Yesterday, NRL superstar Semi Radradra was accused of assaulting his ex-partner over a period of eight months.
Perina Ting reportedly applied for an apprehended violence order (AVO) against the Parramatta Eels player, giving a statement to police to that effect on Tuesday night.
Even so, Radradra, who is currently on personal leave in his native Fiji, has been allowed by the NRL to continue playing, which, at least for journalist Erin Molan, is a sign the league is still not taking violence against women seriously.
“If this is proven to be true, and our game does not take an incredibly tough, strong stance against this, then we are condoning domestic violence,” she said on the NRL Footy Show last night in a powerful piece-to-camera.
“We are saying to every kid, every teenager, every man out there that it is OK to be violent against women.”

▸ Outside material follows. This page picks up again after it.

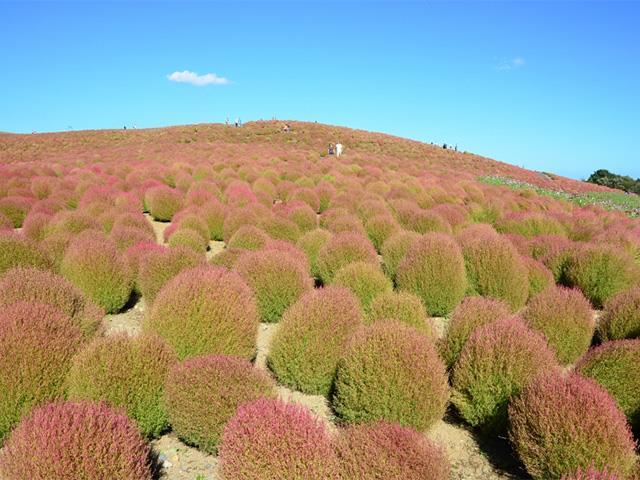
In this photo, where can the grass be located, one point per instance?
(625, 202)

Molan prefaced her speech by saying that, of course, Semi should be afforded the presumption of innocence, but at the same time she couldn’t stay silent on the issue.
“We cannot support White Ribbon as a code and we cannot support domestic violence awareness, raise money for all these great causes if we’re not going to walk the walk,” she said.

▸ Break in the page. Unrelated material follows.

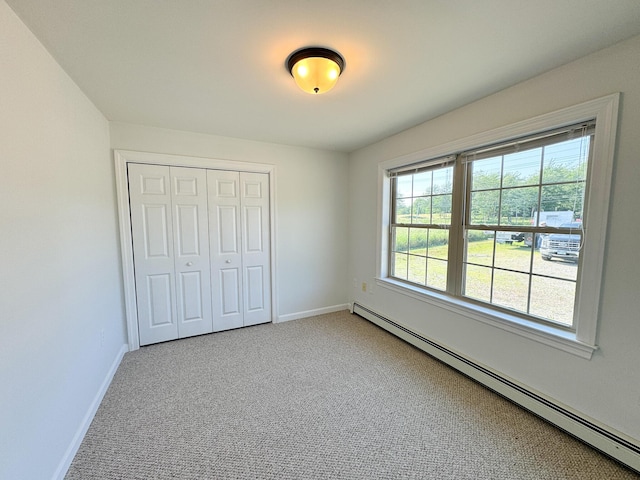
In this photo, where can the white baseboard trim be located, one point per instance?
(312, 313)
(65, 463)
(612, 443)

“It has to stop. It’s enough.”
Recently, the NRL was set a precedent by allowing Shaun Kenny-Dowall to continue playing while facing domestic violence charges in court, though these were later dropped.
“The victims of domestic violence live with the impact of being hurt physically for the rest of their lives,” she continued.
“It is not… it doesn’t matter if you’re a superstar, or you’re on big money or you’re a really big deal. It is not OK, ever.”
Molan’s call to action was met with applause by the audience and her fellow panellists and widely praised on social media.
Putting a hand on her arm in support, co-host of the show Paul Vauti echoed Molan’s sentiments.
“I can’t understand, I couldn’t think of anything worse in the world than a man raising arms against a woman. It defies belief. Well said,” he said.